WZCC
- Cross City, Florida; United States;
- Broadcast area: Tri-County area
- Frequency: 1240 kHz
- Branding: Country Legends

Programming
- Format: Classic country

Ownership
- Owner: Suncoast Radio, Inc.
- Sister stations: WLQH, WWCQ

History
- First air date: November 1985
- Former call signs: WMJQ (3/4/08-9/15/08) WYNY (6/5/03-3/4/08) WDFL (12/3/84-6/5/03) WUSW (12/20/82-12/3/84) WDKA (6/28/82-12/20/82)

Technical information
- Licensing authority: FCC
- Facility ID: 73408
- Class: C
- Power: 1,000 watts unlimited
- Transmitter coordinates: 29°36'35" N, 83°8'3" W
- Translator: 96.3 W242CW (Cross City)

Links
- Public license information: Public file; LMS;
- Webcast: Listen Live
- Website: Official website

= WZCC =

WZCC (1240 AM) is a commercial classic country radio station in Cross City, Florida, broadcasting to the Tri-County area of Dixie, Levy, and Gilchrist counties.

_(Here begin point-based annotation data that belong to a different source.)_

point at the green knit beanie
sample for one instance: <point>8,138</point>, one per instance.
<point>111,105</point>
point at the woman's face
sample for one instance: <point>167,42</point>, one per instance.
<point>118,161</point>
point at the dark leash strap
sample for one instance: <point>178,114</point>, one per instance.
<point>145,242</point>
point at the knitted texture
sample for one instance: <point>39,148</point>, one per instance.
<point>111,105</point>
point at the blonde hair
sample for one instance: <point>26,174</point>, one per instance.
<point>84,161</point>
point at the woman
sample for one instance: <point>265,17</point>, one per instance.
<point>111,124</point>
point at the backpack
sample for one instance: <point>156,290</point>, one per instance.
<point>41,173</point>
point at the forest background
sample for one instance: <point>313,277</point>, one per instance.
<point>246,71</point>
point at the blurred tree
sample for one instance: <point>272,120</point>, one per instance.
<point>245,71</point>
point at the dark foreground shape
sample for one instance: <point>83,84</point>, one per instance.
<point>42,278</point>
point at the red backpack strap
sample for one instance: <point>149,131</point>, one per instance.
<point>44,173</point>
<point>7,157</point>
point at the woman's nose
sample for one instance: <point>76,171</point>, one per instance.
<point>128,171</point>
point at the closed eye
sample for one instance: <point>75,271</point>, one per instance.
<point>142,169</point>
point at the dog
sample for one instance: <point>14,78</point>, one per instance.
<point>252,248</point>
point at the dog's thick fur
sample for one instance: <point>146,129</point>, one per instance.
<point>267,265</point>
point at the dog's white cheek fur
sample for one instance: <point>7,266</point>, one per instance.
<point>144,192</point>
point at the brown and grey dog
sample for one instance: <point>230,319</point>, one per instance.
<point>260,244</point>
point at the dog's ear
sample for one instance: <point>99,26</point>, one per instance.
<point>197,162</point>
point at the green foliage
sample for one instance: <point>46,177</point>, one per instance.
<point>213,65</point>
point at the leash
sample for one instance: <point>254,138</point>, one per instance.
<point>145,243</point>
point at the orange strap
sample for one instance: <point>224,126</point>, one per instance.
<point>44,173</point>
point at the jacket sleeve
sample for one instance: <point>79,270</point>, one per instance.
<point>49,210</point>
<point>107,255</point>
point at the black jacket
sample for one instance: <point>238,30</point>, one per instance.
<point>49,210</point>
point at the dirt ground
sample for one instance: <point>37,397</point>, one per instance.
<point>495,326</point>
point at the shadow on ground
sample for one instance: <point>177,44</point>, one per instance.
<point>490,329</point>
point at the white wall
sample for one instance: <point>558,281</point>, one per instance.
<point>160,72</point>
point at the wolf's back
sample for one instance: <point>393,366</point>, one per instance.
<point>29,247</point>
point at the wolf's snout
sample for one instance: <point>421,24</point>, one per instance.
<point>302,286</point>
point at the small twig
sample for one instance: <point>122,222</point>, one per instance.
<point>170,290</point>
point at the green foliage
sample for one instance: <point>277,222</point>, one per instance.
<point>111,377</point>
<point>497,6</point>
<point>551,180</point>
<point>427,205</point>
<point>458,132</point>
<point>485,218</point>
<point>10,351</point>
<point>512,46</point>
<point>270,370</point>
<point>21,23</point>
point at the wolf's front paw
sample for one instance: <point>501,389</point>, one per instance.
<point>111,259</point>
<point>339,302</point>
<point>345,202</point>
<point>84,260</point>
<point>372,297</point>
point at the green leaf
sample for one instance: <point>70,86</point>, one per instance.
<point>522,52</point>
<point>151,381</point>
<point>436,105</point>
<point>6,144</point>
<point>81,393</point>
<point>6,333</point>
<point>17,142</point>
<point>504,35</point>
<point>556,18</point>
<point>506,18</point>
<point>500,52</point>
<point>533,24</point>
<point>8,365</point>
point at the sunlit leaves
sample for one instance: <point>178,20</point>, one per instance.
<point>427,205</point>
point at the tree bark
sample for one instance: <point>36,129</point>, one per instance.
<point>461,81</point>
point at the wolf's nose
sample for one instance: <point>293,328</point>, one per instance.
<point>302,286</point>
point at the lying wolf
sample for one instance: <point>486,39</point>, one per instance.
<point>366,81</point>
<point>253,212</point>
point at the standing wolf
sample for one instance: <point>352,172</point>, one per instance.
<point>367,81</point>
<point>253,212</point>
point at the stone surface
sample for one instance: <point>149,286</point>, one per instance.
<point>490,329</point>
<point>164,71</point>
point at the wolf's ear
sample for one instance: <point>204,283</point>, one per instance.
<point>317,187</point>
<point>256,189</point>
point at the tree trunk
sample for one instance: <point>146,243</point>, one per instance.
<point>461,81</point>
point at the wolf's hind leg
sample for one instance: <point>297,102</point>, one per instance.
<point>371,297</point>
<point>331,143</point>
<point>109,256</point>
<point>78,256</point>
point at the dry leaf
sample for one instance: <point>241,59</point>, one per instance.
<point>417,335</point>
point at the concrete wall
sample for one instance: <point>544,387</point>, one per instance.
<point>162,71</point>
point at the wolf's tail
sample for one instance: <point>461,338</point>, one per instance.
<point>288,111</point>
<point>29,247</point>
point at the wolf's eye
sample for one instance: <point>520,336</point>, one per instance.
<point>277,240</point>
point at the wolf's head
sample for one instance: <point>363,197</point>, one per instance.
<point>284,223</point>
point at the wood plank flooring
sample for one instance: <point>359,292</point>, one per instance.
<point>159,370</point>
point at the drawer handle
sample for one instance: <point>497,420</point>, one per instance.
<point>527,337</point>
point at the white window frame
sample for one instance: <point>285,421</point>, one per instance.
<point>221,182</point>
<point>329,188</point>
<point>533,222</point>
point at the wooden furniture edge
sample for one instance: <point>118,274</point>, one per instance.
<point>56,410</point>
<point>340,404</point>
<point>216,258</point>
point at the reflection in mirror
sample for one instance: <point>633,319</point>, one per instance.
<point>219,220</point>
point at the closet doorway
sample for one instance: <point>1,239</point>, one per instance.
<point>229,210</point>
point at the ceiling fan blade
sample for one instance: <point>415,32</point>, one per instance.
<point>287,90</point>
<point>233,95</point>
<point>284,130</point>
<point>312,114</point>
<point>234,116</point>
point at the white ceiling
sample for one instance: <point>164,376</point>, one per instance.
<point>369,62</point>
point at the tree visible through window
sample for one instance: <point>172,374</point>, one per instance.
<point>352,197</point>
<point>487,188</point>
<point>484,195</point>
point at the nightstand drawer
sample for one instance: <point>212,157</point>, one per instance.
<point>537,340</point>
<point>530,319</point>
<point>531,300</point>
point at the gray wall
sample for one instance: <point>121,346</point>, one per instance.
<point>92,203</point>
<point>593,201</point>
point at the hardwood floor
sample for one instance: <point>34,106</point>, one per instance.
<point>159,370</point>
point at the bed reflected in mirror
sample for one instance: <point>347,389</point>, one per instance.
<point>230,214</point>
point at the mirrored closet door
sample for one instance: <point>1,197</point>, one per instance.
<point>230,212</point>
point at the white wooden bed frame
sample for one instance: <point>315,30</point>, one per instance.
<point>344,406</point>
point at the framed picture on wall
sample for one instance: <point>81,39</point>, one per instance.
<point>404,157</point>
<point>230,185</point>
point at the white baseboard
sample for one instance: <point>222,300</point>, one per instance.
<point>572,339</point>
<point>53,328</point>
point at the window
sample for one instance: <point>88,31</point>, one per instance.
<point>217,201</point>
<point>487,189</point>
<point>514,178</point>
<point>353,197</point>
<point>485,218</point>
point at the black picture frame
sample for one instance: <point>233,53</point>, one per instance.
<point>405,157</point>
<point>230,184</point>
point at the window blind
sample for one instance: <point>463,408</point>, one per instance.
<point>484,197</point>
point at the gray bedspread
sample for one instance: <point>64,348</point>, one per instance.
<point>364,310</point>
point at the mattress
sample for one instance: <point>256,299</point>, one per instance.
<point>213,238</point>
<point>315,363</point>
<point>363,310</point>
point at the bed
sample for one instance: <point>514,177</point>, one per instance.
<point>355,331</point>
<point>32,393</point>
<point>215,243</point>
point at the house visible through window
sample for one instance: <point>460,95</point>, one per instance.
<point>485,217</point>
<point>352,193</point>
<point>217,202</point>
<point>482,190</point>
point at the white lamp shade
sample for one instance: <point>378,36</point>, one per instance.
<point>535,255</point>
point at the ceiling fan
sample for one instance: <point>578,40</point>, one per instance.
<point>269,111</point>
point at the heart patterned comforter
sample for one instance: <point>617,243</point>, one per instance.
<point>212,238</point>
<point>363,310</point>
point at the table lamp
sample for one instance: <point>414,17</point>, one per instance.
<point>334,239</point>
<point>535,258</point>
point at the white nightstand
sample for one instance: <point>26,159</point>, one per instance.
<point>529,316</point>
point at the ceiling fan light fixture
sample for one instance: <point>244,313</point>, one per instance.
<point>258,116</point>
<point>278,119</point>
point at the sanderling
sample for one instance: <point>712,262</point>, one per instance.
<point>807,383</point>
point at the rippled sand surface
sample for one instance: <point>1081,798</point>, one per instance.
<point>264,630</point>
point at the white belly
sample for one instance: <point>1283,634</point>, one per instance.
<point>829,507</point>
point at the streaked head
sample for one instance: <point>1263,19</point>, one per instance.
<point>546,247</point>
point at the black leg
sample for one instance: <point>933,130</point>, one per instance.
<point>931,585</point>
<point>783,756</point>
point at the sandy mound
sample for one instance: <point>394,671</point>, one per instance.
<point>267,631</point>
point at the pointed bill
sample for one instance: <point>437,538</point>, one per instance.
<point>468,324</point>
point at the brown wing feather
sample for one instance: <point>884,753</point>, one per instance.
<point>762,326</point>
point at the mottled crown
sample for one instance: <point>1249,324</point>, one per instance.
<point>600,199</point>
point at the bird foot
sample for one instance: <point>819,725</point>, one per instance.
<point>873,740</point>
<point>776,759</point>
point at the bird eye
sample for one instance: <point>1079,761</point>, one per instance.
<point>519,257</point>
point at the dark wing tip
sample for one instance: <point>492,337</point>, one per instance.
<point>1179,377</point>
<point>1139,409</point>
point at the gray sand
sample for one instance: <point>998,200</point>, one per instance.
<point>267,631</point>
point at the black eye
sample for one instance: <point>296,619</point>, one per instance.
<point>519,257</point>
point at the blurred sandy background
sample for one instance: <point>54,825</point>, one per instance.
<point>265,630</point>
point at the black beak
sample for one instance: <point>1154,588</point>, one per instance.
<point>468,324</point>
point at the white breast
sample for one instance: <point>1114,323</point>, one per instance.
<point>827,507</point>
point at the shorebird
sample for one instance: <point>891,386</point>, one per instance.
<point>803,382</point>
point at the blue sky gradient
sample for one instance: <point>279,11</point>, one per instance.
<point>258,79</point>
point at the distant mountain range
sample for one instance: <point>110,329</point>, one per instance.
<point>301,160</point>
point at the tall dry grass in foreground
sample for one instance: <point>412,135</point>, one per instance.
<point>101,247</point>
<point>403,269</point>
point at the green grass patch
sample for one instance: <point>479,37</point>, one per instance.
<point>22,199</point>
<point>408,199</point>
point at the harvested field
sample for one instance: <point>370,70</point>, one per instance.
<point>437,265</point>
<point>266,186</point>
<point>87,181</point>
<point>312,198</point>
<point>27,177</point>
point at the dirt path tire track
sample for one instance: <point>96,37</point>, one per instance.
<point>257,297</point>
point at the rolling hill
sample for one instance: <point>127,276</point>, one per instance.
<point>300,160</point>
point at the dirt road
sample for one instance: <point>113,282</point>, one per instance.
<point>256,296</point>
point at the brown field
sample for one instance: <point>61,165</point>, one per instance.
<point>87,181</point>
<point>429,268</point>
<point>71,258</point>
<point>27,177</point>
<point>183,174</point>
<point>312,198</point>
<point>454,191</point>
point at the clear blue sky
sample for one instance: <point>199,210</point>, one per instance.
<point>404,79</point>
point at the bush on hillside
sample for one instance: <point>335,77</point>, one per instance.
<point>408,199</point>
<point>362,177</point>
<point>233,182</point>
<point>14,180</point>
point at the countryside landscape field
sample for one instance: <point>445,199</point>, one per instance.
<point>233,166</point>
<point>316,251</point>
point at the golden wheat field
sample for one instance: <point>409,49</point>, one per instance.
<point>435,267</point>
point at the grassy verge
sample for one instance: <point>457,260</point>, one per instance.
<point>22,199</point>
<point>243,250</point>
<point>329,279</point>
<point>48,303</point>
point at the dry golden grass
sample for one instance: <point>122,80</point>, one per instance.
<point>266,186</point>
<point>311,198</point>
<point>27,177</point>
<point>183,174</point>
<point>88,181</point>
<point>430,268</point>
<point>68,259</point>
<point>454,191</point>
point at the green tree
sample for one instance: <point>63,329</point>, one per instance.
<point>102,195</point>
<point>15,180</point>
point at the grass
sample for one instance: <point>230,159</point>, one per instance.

In 2007 the station was sold to WRGO RADIO, LLC. In February 2010 the station was sold to Suncoast Radio, Inc. The station was off the air for most of 2009. WZCC resumed broadcasting on March 5, 2010.

In addition to classic country music WZCC airs NASCAR Sprint Cup Series races from the Motor Racing Network, and local high school football.

On December 1, 2010, WZCC began simulcasting with WLQH AM 940 in Chiefland. In August 2013 WZCC began broadcasting on an FM translator W227AV 93.3 MHz in Newberry; though licensed to Newberry in western Alachua County, the translator did not serve that community, covering instead an area between Chiefland and Fanning Springs from a transmitter along U.S. 19/98 north of Chiefland.